Nessa distopia, os milicos montam suas barracas num brejo tremebundo. Como a classe dominante trata o Estado a pão e água, o tropel da boiada bélica foi de uma pindaíba de dar dó. Havia calhambeques anfíbios de... 1971! Se fossem fuscas, estariam imobilizados em museus.

As guerras são hoje travadas por mísseis pendurados em drones. Ou com ogivas lançadas de submarinos a milhares de quilômetros do combate. Já as latas-velhas nacionais queimavam óleo e empesteavam o cerrado. De reluzente, ali, só as medalhinhas überbregas da cúpula ultraengalanada.

Mas o poderio militar não é uma questão tecnológica —é algo político. O Afeganistão dos talebans nunca teve tropas regulares. E venceu os dois Exércitos mais poderosos do planeta, o soviético e o americano, em 30 anos de combate. Agora, está a ponto de retomar o país.

No Brasil, o Exército, a Marinha e a Aeronáutica não têm tradição guerreira: o Brasil não é cobiçado por outros países e tampouco é imperialista. Da Cabanagem à Balaiada, de Canudos à quartelada de 1964, a oficialidade verde-amarela ataca internamente.

A força estatal tem lado. É contra o povo, contra os pobres, contra os rebeldes. É tinhosa na defesa dos poderosos, dos ricões e da ordem social. Ao longo do tempo, a função de baluarte dos bem de vida tornou-se uma ideologia abilolada.

É a ideologia do anticomunismo sem comunismo. A advocacia da Amazônia quando Bolsonaro toca fogo nela. A defesa da ordem democrática na hora em que o presidente é o desordeiro-mor, o mais atilado dos antidemocratas. Por que tanta incongruência?

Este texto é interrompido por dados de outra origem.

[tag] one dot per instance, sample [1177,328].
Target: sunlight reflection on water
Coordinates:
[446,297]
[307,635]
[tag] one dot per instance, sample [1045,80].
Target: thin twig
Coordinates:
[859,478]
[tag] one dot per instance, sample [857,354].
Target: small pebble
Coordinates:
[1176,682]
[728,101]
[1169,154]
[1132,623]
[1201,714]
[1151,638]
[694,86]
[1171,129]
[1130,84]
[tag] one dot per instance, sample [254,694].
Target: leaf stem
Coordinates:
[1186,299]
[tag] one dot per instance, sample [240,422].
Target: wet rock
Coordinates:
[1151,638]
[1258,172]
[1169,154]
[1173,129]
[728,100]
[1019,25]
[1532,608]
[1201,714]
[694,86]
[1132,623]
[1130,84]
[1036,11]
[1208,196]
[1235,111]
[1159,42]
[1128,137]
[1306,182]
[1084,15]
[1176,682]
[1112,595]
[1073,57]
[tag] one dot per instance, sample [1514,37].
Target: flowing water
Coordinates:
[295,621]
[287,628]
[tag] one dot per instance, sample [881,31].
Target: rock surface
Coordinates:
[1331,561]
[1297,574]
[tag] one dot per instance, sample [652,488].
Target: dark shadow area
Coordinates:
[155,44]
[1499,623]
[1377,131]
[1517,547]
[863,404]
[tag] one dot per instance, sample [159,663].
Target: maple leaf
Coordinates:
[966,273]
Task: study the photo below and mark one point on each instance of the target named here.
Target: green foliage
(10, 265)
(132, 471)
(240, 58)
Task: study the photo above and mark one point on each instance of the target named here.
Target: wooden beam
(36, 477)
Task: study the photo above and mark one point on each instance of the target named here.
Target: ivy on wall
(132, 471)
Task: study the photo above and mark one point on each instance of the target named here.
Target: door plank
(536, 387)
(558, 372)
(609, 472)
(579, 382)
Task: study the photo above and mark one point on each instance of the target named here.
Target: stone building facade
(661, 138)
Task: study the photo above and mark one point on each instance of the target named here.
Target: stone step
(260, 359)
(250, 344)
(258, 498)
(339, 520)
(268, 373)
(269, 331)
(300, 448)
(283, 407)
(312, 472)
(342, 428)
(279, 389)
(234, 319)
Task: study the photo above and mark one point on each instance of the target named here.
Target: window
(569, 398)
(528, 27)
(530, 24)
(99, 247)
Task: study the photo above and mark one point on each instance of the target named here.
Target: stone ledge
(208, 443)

O primeiro motivo é trivial: os azeitonas são uma corporação e Bolsonaro é um deles. Ele lhes deu soldos maneiros, aposentadorias apetitosas, boquinhas, negociatas do arco da velha e a escuta dos paisanos.

Lá estão eles, aboletados em escrivaninhas. Com holerites invejáveis no bolso, os oficiais se entregam a uma fofocaiada contínua e mentem adoidado aos repórteres: “Não admitimos a subversão pederasta; Carluxo é um estrategista; o STF não deixa o presidente governar; grrr... au! au! au!”.

O segundo motivo é triste: os fardados fazem os que os civis mandam, e estes lhes têm temor reverencial. Tanto que os constituintes providenciaram para eles um trono na República, dando-lhes poder para defender as sandices de um Bolsonaro enraivecido.

Nenhum partido foi tão subserviente quanto o PT. Ele reequipou o Exército de alto a baixo e o mandou ser caudatário de um golpe franco-americano no Haiti. A milicada ficou 13 anos lá; massacrou; trouxe seus métodos bárbaros e os aplicou em favelas.

O pagamento que o PT recebeu foi a pressão militar para que Lula fosse preso, tirado da eleição e o estafeta chegasse ao Planalto. E agora, mesmo avacalhados, os pançudos sustentam o capitão do mato —custe o que custar em vidas, em miséria, em desmantelamento do Estado e da nação.